Livius alla à Londres pour lutter contre sa destitution, en se présentant comme une victime du family compact de Wentworth. La presse coloniale fit largement écho à l’affaire. Le Board of Trade accepta le bien-fondé de ses accusations, mais le Conseil privé maintint la décision de Wentworth. Livius se mit à l’œuvre pour relever son crédit en Angleterre en faisant don de bois d’orignal à la Royal Society, qui l’agréa comme fellow, en 1773, du fait de ses « connaissances dans divers domaines de la science ». Il étudia le droit au Middle Temple et fut inscrit au barreau en 1775 ; immédiatement après, l’Oxford University lui décernait un doctorat honorifique en droit.
Livius projetait encore de rentrer au New Hampshire la tête haute. Il convainquit le secrétaire d’État des Colonies américaines, lord Dartmouth, qu’il devait être nommé juge en chef avec un salaire payé directement par la couronne. Wentworth protesta avec véhémence et succès : Livius dut se résoudre à accepter les postes de juge de la Cour des plaids communs et de la Cour de vice-amirauté à Montréal. Dartmouth écrivit au gouverneur Guy Carleton* qu’un homme aussi capable que Livius méritait une place au Conseil de Québec et une seigneurie. Livius arriva à Québec le 4 novembre 1775, tout juste à temps pour être témoin du siège de la ville par les Américains [V. Richard Montgomery]. Il écrivit plus tard qu’il servit « jour et nuit [...] un mousquet sur l’épaule comme un simple soldat ». Il reçut en récompense le poste de juge en chef en août 1776 ; il avait droit, ex officio, à un des sièges les plus anciens au conseil. Il tint une correspondance secrète avec le général rebelle John Sullivan, le pressant de remettre le New Hampshire aux armées du roi. La lettre fut interceptée et largement diffusée ; le nouvel état répondit en confisquant ses biens et en le bannissant à jamais.

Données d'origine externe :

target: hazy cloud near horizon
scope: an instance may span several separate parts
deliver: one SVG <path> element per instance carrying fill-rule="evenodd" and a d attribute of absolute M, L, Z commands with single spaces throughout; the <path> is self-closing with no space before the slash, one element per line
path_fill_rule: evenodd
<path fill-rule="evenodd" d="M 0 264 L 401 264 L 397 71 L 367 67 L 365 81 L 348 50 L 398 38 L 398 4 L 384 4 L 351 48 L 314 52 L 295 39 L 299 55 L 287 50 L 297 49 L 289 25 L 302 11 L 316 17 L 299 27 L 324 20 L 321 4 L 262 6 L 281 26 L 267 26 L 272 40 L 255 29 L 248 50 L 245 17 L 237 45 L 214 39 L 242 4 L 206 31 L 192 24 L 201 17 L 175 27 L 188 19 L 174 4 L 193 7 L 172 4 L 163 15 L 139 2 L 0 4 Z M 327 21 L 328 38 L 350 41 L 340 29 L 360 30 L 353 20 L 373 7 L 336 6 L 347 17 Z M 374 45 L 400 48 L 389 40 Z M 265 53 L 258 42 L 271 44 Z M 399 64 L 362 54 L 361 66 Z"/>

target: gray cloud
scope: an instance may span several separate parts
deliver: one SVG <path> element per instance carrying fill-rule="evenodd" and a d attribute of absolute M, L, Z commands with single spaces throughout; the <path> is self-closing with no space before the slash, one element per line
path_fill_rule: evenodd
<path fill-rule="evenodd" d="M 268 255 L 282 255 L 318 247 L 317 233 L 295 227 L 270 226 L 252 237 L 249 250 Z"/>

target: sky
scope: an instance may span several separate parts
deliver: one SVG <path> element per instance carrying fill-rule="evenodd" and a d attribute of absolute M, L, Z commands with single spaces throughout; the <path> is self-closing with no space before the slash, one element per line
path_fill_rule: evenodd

Dans la province de Québec assiégée, l’histoire, une fois de plus, commença de se répéter. Livius souleva contre lui de fortes animosités. Carleton, qui avait un candidat en vue pour le poste de juge en chef, s’était plaint amèrement de ce que Livius avait été envoyé « pour rendre la justice à un peuple dont il ne compren[ait] pas les lois, les manières et les coutumes, non plus que la langue ». À la fin de l’été de 1777, Livius affronta au conseil le lieutenant-gouverneur Hector Theophilus Cramahé, qui remplaçait Carleton durant la visite de ce dernier dans l’ouest de la province. Plus tard, quand Cramahé arrêta un tanneur de Québec, Louis Giroux, et sa femme pour propos séditieux et qu’il les mit dans une prison militaire, Livius protesta fortement contre cet empiétement sur son autorité dans le domaine civil. Le gouverneur Carleton donna son appui au juge en chef, dans ce cas, mais, au début de 1778, ils se retrouvèrent eux aussi sur des voies divergentes. Désireux de maintenir le calme précaire qui régnait dans la province pendant la guerre, Carleton n’avait jamais révélé au conseil le contenu de ses instructions, lesquelles comportaient des concessions à la minorité anglaise et la mise en vigueur de l’habeas corpus avec des garanties contre l’emprisonnement arbitraire. Craignant anguille sous roche, Livius, d’abord, tenta privément de convaincre Carleton de dévoiler la teneur de ses instructions. Ayant échoué, il présenta publiquement une motion devant le conseil, en avril 1778, afin de faire produire ces instructions. La motion fut repoussée, et Livius se mit en frais de proposer une protestation contre l’habitude de Carleton de consulter, sur les affaires courantes, seulement quelques conseillers de son choix plutôt que le conseil au complet. À la fin du même mois, Livius, dans une poursuite civile mettant aux prises Jean-Louis Besnard, dit Carignant, et Richard Dobie*, fit un vigoureux exposé qui persuada le conseil, siégeant en tant que cour d’appel, de se prononcer en faveur de Dobie. Carleton avait précédemment, et tout à fait contre la bonne règle, dit à Livius qu’à son avis Dobie était fautif. Le jour suivant la justification de Dobie, le 1er mai 1778, Carleton destitua le juge en chef Livius, sans lui donner aucune raison.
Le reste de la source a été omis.